Sedangkan sistem pendidikan Islam membina para siswanya untuk menjadi individu yang berkepribadian Islam. Yaitu memahami Islam dengan kaffah dan berperilaku sesuai dengan syariat. Sehingga wajib bagi negara untuk memfasilitasi tersedianya sekolah dengan kualitas kurikulum dan tenaga pengajar yang unggul.

Kedua, faktor budaya yang masuk ke tengah-tengah masyarakat haruslah yang sesuai Islam.

Negara akan sangat selektif menyaring budaya yang masuk dan beredar di tengah-tengah umat. Di era digital seperti saat ini, media massa dan media sosial adalah entitas yang sangat signifikan dalam transfer budaya.

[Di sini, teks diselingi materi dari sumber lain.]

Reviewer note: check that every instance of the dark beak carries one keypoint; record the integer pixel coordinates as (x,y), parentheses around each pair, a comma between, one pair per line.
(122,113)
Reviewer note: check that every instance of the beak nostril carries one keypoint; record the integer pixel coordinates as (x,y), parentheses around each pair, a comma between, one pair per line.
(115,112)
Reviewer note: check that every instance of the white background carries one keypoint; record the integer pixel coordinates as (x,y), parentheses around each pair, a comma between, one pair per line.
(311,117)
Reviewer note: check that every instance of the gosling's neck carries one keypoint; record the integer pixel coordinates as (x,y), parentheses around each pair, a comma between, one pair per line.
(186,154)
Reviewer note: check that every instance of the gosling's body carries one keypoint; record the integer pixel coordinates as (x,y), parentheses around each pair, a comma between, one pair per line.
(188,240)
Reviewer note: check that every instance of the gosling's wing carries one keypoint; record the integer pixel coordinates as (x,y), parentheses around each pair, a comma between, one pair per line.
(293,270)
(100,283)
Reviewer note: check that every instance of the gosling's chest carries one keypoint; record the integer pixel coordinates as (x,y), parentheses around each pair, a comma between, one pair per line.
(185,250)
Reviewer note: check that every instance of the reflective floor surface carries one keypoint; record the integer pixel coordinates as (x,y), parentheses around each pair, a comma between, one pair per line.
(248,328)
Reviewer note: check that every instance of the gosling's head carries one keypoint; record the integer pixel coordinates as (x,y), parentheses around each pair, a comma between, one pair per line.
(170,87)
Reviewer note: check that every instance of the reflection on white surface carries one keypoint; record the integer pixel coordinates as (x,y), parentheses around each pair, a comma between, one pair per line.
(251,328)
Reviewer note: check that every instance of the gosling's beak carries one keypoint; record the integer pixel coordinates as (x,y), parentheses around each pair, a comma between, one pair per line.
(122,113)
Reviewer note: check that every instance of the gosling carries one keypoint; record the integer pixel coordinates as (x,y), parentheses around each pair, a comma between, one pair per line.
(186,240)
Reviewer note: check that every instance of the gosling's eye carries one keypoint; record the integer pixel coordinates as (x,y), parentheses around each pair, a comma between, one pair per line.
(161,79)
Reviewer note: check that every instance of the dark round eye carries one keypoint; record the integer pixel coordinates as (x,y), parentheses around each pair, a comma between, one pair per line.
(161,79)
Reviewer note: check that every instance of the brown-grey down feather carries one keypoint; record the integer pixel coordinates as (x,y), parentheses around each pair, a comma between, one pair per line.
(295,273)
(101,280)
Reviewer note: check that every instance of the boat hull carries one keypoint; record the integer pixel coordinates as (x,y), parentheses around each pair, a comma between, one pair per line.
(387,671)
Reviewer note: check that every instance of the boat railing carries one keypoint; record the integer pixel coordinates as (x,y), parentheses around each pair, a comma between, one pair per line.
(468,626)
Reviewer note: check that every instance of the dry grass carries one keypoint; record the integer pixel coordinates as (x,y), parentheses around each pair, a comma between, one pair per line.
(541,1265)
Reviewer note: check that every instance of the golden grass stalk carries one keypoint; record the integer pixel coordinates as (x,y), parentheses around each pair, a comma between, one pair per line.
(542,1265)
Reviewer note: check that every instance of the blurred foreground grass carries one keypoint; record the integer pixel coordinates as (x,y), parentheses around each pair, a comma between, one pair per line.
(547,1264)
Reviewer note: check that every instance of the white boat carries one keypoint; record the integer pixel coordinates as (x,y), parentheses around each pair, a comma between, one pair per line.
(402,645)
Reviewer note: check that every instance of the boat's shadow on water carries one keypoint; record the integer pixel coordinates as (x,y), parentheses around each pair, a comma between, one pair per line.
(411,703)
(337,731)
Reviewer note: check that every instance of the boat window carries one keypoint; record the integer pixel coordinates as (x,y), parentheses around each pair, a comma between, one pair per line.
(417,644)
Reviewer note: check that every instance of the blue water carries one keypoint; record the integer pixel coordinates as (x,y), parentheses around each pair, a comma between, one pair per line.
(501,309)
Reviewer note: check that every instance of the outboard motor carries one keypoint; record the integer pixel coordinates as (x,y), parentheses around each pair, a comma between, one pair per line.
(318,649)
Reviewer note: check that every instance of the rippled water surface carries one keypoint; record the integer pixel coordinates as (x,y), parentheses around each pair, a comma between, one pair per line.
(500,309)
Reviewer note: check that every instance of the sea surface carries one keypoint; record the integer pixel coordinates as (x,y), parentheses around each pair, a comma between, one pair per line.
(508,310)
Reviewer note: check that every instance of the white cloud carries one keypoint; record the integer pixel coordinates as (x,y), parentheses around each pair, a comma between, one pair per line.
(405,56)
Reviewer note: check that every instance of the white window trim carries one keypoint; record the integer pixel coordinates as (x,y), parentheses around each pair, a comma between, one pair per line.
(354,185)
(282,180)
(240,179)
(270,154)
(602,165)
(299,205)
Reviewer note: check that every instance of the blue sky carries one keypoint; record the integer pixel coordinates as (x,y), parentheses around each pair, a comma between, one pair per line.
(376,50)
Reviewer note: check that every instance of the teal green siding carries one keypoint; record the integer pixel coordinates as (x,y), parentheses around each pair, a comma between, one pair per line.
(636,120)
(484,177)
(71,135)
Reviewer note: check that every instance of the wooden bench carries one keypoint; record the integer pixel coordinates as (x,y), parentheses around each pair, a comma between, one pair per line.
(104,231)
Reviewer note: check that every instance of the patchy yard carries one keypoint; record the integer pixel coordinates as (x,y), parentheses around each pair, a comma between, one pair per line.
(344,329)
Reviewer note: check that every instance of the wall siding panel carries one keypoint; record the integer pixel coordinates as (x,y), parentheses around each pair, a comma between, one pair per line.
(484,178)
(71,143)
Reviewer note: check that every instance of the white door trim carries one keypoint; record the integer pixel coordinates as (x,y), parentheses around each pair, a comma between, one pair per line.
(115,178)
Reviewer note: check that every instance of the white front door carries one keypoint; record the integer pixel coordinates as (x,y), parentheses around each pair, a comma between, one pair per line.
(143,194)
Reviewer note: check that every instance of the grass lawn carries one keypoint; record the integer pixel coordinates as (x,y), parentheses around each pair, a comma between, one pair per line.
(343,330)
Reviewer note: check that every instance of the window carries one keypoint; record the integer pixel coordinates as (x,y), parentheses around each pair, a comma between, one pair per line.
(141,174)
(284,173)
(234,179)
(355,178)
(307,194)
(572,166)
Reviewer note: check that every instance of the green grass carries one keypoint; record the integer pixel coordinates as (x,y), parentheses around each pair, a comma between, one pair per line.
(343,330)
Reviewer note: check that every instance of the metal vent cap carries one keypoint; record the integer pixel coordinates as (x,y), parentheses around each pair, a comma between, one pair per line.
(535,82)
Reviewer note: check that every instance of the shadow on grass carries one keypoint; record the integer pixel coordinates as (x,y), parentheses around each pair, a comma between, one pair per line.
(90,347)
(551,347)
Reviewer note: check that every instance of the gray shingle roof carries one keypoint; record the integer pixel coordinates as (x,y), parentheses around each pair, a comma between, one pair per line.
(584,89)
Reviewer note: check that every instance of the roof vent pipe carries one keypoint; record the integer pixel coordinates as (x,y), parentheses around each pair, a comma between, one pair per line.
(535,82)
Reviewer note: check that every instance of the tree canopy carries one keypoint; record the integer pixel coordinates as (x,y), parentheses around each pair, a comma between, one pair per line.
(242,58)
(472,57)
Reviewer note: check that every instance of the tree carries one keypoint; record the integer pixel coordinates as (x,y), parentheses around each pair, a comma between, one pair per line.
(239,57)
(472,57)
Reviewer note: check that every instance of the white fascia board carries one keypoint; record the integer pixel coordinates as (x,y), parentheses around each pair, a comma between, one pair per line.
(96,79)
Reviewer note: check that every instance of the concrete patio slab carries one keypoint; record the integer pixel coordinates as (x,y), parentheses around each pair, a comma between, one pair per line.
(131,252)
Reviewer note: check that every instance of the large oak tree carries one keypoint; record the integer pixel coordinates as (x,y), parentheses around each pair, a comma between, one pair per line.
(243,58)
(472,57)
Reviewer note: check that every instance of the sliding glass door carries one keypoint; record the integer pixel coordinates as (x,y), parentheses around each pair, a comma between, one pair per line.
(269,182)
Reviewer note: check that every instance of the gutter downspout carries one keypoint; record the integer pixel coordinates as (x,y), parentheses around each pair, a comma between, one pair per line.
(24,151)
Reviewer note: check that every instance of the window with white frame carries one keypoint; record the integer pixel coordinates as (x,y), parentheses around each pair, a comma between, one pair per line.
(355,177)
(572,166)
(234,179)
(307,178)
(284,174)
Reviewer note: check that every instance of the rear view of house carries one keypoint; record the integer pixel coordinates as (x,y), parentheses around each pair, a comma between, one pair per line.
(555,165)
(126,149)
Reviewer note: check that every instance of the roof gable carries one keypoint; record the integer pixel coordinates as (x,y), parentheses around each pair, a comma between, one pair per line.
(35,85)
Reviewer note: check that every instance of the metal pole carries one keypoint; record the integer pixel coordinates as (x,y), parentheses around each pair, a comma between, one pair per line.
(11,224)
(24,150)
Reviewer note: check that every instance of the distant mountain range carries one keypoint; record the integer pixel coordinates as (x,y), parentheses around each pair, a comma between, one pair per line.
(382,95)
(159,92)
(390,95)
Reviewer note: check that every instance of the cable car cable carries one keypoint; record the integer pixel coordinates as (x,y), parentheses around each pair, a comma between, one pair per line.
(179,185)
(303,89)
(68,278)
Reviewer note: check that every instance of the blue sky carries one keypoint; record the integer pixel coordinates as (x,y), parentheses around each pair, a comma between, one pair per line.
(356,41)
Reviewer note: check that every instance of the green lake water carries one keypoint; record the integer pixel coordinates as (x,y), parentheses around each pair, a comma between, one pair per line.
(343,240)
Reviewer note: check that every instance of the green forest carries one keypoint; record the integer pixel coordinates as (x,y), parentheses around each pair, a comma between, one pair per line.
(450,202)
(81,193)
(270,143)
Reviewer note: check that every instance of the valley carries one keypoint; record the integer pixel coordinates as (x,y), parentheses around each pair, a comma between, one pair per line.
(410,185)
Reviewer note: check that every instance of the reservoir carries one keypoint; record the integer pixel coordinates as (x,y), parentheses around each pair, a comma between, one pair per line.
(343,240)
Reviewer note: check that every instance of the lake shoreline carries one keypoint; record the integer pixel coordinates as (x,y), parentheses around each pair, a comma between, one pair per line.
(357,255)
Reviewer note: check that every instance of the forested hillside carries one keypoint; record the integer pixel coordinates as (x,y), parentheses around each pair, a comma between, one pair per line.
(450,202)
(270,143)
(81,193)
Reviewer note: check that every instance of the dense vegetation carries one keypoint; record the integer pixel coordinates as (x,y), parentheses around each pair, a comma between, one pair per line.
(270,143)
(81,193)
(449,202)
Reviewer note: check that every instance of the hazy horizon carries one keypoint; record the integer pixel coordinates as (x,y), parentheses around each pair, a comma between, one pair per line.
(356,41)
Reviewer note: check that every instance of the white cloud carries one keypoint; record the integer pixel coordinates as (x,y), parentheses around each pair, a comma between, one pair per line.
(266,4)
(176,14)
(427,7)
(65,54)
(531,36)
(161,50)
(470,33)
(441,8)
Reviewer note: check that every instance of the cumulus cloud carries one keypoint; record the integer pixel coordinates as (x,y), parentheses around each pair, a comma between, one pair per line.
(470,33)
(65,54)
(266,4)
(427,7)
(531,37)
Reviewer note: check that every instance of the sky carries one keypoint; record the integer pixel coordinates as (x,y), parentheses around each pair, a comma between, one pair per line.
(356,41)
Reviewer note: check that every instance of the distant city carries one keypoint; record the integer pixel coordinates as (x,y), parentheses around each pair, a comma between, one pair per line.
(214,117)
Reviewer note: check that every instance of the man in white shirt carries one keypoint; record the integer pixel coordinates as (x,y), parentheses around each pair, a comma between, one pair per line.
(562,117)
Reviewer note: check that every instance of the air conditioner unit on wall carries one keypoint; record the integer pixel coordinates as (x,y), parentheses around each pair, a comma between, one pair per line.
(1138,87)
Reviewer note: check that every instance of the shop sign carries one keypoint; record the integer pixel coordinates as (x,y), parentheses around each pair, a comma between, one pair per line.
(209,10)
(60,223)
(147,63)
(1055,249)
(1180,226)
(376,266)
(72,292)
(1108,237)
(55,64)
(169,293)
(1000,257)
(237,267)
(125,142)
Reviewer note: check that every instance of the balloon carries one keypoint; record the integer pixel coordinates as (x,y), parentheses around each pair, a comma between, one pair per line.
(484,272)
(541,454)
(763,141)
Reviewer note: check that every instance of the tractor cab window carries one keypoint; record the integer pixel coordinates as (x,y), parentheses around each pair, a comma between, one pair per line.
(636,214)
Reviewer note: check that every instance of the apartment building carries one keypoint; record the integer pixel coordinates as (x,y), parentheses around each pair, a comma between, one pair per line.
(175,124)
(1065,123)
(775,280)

Fungsi media dalam negara Khilafah adalah untuk menguatkan akidah. Akan tercipta jawil imani yang kuat di tengah masyarakat. Media pun menjadi sarana mencerdaskan umat karena memuat berbagai informasi. Negara wajib mencegah informasi yang buruk, apalagi yang kontraproduktif terhadap akidah umat.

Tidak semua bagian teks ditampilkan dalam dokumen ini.